Handspinning creates more yarn breaks than knitting with commercial yarn. Singles yarn is less strong than plied yarn. Beginning yarn is less consistent than experienced spinner's yarn. Some breaks are normal. If you're breaking every 50-100 yards while learning, that's not tension problems - that's normal learning-curve breaks from drafting inconsistency or insufficient twist.

Some resistance during spinning is normal. You're pulling fiber thin, adding twist, managing tension. The process shouldn't be completely effortless - some tactile feedback tells you what's happening. Zero resistance often means something's wrong (no twist entering, yarn not winding on, brake not engaging).

Different fibers create different feels. Slippery silk feels different than grabby wool. Long-staple fiber feels different than short-staple. The resistance, the drafting feel, the take-up behavior - all vary with fiber characteristics. Don't expect cashmere to feel like merino. Don't expect cotton to feel like alpaca.

Your wheel is doing what wheels do - rotating at specified ratios, creating speed differences that wind yarn onto bobbins. If the mechanics work (bobbins rotate, yarn winds on, nothing binds), then the feel is just... the feel of spinning. Not wrong, just unfamiliar. Familiarity develops through repetition.

The meditative flow state people describe develops after 20-30 hours of spinning when the mechanical aspects become automatic. Before that, it feels mechanical because you're consciously managing multiple systems. The tension isn't wrong - you're just not automatic yet. Keep spinning. The flow comes.

The Truth About Tension Adjustment

Perfect tension doesn't exist. There's a range of workable settings, and within that range, you find what feels comfortable for your current project. That comfort zone shifts with every variable change - fiber type, yarn weight, your treadling mood today, humidity, which bobbin you're using.

The goal isn't finding THE setting - it's developing the adjustment instinct that lets you dial in appropriate tension quickly when variables change. Experienced spinners adjust tension mid-spinning-session. They feel take-up changing as bobbin fills and tweak settings without conscious analysis. The wheel becomes extension of their hands rather than separate system requiring conscious management.

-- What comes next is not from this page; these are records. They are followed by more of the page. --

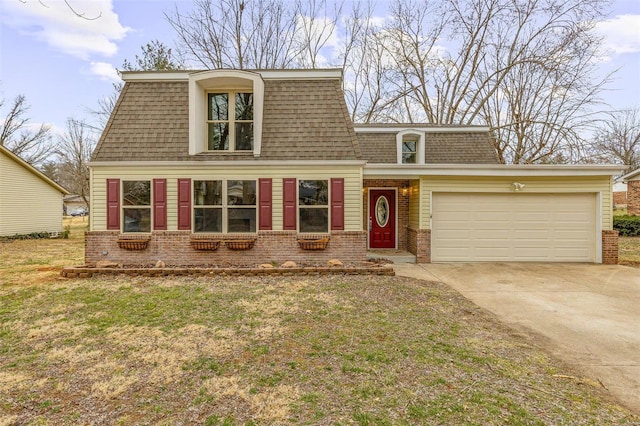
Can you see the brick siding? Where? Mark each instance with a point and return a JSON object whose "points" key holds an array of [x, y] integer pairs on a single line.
{"points": [[174, 248], [633, 197], [610, 247], [419, 244]]}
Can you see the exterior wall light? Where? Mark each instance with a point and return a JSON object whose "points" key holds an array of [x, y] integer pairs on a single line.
{"points": [[517, 186]]}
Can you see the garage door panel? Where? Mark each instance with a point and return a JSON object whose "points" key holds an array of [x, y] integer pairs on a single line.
{"points": [[513, 227]]}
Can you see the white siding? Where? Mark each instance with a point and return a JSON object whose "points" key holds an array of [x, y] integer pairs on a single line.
{"points": [[27, 203], [351, 175]]}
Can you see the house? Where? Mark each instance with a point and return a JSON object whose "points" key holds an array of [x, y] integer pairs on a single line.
{"points": [[244, 167], [632, 179], [74, 203], [30, 202]]}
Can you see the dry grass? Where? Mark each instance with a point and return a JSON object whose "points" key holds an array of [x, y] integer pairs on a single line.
{"points": [[265, 350]]}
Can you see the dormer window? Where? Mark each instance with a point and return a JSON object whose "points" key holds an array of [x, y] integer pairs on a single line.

This instinct develops through doing, not through understanding principles. You can read about tension systems all day - that intellectual knowledge helps troubleshooting but doesn't train the hands-on feel for "too much" versus "too little." The feel comes from adjusting, observing results, adjusting again, repeatedly, until the relationship between knob turns and take-up behavior becomes intuitive.

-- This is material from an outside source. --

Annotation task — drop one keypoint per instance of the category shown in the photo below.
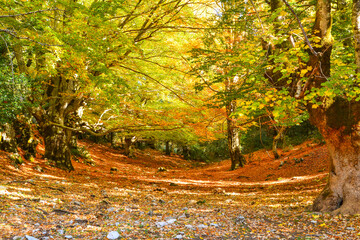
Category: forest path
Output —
(267, 199)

Your wheel doesn't hate you. It's just operating on mechanical principles that nobody explained clearly. The take-up isn't magic - it's rotation speed differences. The tension adjustments aren't mysterious - they're changing resistance or grip. Once you understand what's actually happening mechanically, the adjustments make sense. Until then, they feel arbitrary and frustrating.

Turn the knob. Observe what happens. Adjust based on results, not based on what you think should happen. Trust empirical evidence over theory. Your wheel will tell you what it needs - you just need to pay attention to what it's saying through take-up behavior instead of trying to impose theoretical knowledge onto observed reality.

The yarn winds on or it doesn't. Everything else is adjustment until that happens consistently.